Considera que estos son los senderos por los que Cristo anduvo. Todas estas cosas adversas las llevó
porque podía encomendar Su causa a Dios, esto quiere decir la remitía, la ponía en las manos de, se la
daba a Dios para que atendiese ese asunto e hiciese lo que creyese conveniente, y Él, libre de tal
cuestión hacía lo que debía. Eso es confiar en Dios para hacer el bien, para hacer Su voluntad (4:19).
Y de esa forma, con ese espíritu, Cristo llevó nuestros pecados sobre el madero para lograr el perdón
cuando estábamos muertos espiritualmente, para ser sanados y podamos ahora vivir en justicia.

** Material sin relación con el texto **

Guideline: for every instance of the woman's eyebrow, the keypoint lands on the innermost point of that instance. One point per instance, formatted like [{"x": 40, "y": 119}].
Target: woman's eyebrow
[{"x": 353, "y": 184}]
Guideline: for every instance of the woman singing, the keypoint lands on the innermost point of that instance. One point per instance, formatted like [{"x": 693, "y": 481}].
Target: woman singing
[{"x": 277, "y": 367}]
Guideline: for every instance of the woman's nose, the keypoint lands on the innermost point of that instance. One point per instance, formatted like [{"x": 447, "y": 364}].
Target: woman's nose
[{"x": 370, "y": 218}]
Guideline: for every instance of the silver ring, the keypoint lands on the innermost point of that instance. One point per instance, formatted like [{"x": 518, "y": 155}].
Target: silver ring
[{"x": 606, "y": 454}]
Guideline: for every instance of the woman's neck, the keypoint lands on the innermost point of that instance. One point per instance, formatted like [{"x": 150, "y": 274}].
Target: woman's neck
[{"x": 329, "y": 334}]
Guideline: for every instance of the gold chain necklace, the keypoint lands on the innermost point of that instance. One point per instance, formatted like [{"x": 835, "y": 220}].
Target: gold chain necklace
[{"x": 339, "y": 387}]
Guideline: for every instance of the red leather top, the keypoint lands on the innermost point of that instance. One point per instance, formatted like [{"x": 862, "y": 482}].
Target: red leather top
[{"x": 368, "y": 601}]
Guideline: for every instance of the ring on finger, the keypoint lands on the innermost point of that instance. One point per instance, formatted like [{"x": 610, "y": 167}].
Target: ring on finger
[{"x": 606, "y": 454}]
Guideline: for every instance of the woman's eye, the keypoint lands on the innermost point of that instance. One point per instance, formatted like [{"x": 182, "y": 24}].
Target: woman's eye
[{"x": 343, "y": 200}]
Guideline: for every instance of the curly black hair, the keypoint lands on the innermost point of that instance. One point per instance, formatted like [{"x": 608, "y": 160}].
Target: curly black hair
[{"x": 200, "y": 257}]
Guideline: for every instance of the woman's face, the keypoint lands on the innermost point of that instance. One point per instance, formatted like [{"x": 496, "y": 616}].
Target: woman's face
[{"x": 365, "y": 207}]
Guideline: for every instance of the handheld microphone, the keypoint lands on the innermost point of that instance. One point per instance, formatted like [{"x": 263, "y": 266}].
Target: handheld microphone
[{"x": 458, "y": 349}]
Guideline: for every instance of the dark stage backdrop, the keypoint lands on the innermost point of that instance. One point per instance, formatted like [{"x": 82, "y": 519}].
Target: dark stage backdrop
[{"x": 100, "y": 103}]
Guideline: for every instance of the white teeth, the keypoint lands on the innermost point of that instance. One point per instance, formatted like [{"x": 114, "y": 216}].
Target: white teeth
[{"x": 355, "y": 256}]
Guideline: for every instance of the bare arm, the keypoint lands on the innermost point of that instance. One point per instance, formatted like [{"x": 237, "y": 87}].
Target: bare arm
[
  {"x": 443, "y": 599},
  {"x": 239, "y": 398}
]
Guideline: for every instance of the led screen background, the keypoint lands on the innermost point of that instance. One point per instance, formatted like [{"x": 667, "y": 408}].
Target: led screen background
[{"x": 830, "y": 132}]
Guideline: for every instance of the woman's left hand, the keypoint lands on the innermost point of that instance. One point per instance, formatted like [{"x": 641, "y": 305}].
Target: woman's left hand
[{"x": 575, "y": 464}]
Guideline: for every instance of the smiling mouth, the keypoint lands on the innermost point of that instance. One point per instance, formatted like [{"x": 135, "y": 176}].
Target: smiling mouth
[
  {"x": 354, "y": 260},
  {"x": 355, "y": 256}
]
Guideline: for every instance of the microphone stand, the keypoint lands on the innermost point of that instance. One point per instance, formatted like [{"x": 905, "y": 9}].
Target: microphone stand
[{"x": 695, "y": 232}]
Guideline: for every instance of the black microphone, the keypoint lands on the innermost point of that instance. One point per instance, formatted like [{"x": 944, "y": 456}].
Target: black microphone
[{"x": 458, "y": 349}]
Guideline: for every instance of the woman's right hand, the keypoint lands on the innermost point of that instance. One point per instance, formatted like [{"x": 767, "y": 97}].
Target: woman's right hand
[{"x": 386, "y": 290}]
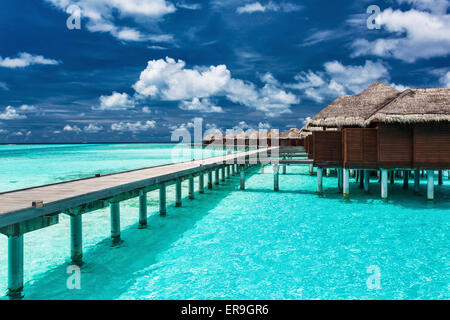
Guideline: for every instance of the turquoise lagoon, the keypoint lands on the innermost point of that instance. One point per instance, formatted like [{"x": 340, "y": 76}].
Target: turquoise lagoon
[{"x": 233, "y": 244}]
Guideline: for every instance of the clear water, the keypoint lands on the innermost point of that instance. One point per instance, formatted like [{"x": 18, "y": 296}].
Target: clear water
[{"x": 233, "y": 244}]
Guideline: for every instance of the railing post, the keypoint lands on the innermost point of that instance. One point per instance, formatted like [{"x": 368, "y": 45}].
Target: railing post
[
  {"x": 201, "y": 183},
  {"x": 162, "y": 200},
  {"x": 178, "y": 193},
  {"x": 76, "y": 239},
  {"x": 242, "y": 173},
  {"x": 115, "y": 222},
  {"x": 15, "y": 266},
  {"x": 384, "y": 188},
  {"x": 319, "y": 180},
  {"x": 142, "y": 209},
  {"x": 430, "y": 185},
  {"x": 191, "y": 187},
  {"x": 276, "y": 186}
]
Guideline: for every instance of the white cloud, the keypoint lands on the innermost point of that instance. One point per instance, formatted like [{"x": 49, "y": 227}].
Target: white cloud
[
  {"x": 170, "y": 80},
  {"x": 133, "y": 127},
  {"x": 24, "y": 59},
  {"x": 4, "y": 86},
  {"x": 270, "y": 6},
  {"x": 92, "y": 128},
  {"x": 416, "y": 35},
  {"x": 104, "y": 15},
  {"x": 74, "y": 128},
  {"x": 27, "y": 108},
  {"x": 11, "y": 113},
  {"x": 445, "y": 80},
  {"x": 338, "y": 79},
  {"x": 116, "y": 101},
  {"x": 202, "y": 105}
]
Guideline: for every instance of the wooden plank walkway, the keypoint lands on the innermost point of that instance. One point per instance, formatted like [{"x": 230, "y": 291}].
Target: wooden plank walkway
[{"x": 16, "y": 206}]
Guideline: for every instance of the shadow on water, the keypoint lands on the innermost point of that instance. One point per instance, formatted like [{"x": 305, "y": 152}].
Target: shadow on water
[
  {"x": 397, "y": 195},
  {"x": 109, "y": 271}
]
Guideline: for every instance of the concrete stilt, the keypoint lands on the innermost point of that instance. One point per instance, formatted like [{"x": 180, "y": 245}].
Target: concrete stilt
[
  {"x": 191, "y": 187},
  {"x": 276, "y": 185},
  {"x": 115, "y": 222},
  {"x": 430, "y": 184},
  {"x": 201, "y": 183},
  {"x": 405, "y": 179},
  {"x": 346, "y": 183},
  {"x": 216, "y": 172},
  {"x": 416, "y": 181},
  {"x": 142, "y": 209},
  {"x": 210, "y": 179},
  {"x": 319, "y": 180},
  {"x": 76, "y": 239},
  {"x": 242, "y": 173},
  {"x": 15, "y": 266},
  {"x": 384, "y": 189},
  {"x": 366, "y": 180},
  {"x": 178, "y": 194},
  {"x": 162, "y": 200}
]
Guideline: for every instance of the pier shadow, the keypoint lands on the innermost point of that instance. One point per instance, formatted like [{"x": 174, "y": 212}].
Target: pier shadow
[{"x": 108, "y": 272}]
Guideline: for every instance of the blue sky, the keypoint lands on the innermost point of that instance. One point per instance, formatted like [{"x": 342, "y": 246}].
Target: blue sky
[{"x": 138, "y": 69}]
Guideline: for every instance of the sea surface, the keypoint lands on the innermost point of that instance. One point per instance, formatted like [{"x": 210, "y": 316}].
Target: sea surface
[{"x": 229, "y": 243}]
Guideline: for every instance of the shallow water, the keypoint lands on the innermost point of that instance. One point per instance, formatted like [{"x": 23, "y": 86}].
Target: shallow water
[{"x": 233, "y": 244}]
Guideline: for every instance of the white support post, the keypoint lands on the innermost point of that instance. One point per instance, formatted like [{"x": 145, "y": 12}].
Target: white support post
[
  {"x": 15, "y": 266},
  {"x": 319, "y": 180},
  {"x": 191, "y": 187},
  {"x": 416, "y": 181},
  {"x": 346, "y": 183},
  {"x": 242, "y": 173},
  {"x": 201, "y": 183},
  {"x": 216, "y": 176},
  {"x": 276, "y": 185},
  {"x": 76, "y": 239},
  {"x": 162, "y": 200},
  {"x": 366, "y": 180},
  {"x": 430, "y": 184},
  {"x": 115, "y": 222},
  {"x": 142, "y": 210},
  {"x": 178, "y": 193},
  {"x": 384, "y": 188}
]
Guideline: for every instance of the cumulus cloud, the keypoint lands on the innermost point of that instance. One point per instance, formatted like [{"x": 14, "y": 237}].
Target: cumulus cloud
[
  {"x": 270, "y": 6},
  {"x": 416, "y": 34},
  {"x": 338, "y": 79},
  {"x": 74, "y": 128},
  {"x": 133, "y": 127},
  {"x": 24, "y": 59},
  {"x": 104, "y": 15},
  {"x": 445, "y": 80},
  {"x": 10, "y": 113},
  {"x": 170, "y": 80},
  {"x": 202, "y": 105},
  {"x": 116, "y": 101}
]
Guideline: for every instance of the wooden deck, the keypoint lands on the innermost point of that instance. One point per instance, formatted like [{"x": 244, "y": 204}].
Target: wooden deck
[{"x": 16, "y": 206}]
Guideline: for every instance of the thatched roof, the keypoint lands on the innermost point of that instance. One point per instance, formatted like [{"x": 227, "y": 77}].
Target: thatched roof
[
  {"x": 292, "y": 133},
  {"x": 355, "y": 110},
  {"x": 416, "y": 105}
]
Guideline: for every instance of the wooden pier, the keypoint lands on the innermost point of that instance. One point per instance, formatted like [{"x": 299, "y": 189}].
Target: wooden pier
[{"x": 26, "y": 210}]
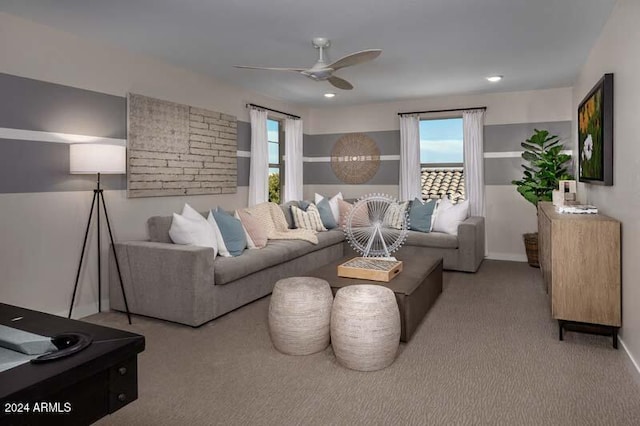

Cristo vino para librarnos de esa muerte espiritual donde no podíamos sino vivir lejos de este sendero
que hemos trazado, porque vivimos esclavos de esos deseos carnales. Y nos ha dado un nuevo corazón
para que ahora podamos luchar contra esos deseos carnales, y tener esa buena conducta que glorifica a
Dios, para que podamos ocupar nuestro lugar y puesto en esta sociedad, y podamos servir a Dios aunque
padezcamos por ello. Cristo es la fuente de esta vida por el perdón de los pecados y la vida nueva que
nos da por la fe en Él. Pero Cristo también nos da el ejemplo para que la mujer pueda ser de acuerdo a
la feminidad con la que Dios la creó, ser esa ayuda virtuosa, que sepa y pueda servir, porque tiene en
ella un espíritu afable y apacible.
Y para esto recuerda, tienes que luchar la buena batalla, la de tu corazón la lucha contra los deseos
carnales, para que puedas vivir en esa buena conducta, la cual es para que los que estén alrededor tuyo
glorifiquen a Dios. Para eso considera y asume el lugar que Dios te ha colocado, y como tienes que
someterte ahí, renovar tu corazón para vivir en sujeción al orden que Dios ha establecido en tu vida
como mujer, y a aquel a quienes tienes que estar sujeto. Y si tienes que padecer molestias, considera
que es mucho más valioso tener una buena conciencia, que estar peleando por esas molestias, padecer
por la justicia es algo que Dios valora, y le agrada, padecer por mantener esa buena conciencia, Dios lo
aprueba. Ese fue el camino que Cristo siguió para buscar nuestra salvación, y establecer un cielo nuevo y
una nueva tierra. Ese es el camino que tu deberás seguir para servir a Dios y hacer bien a los tuyos
Mujer adórnate así, con este adorno incorruptible de un espíritu afable y apacible por la gracia y el
poder de Dios, y tu verás la mano de Dios en tu vida, y alrededor tuyo, porque Dios ha diseñado la
feminidad en la mujer como un instrumento para ayuda y servir.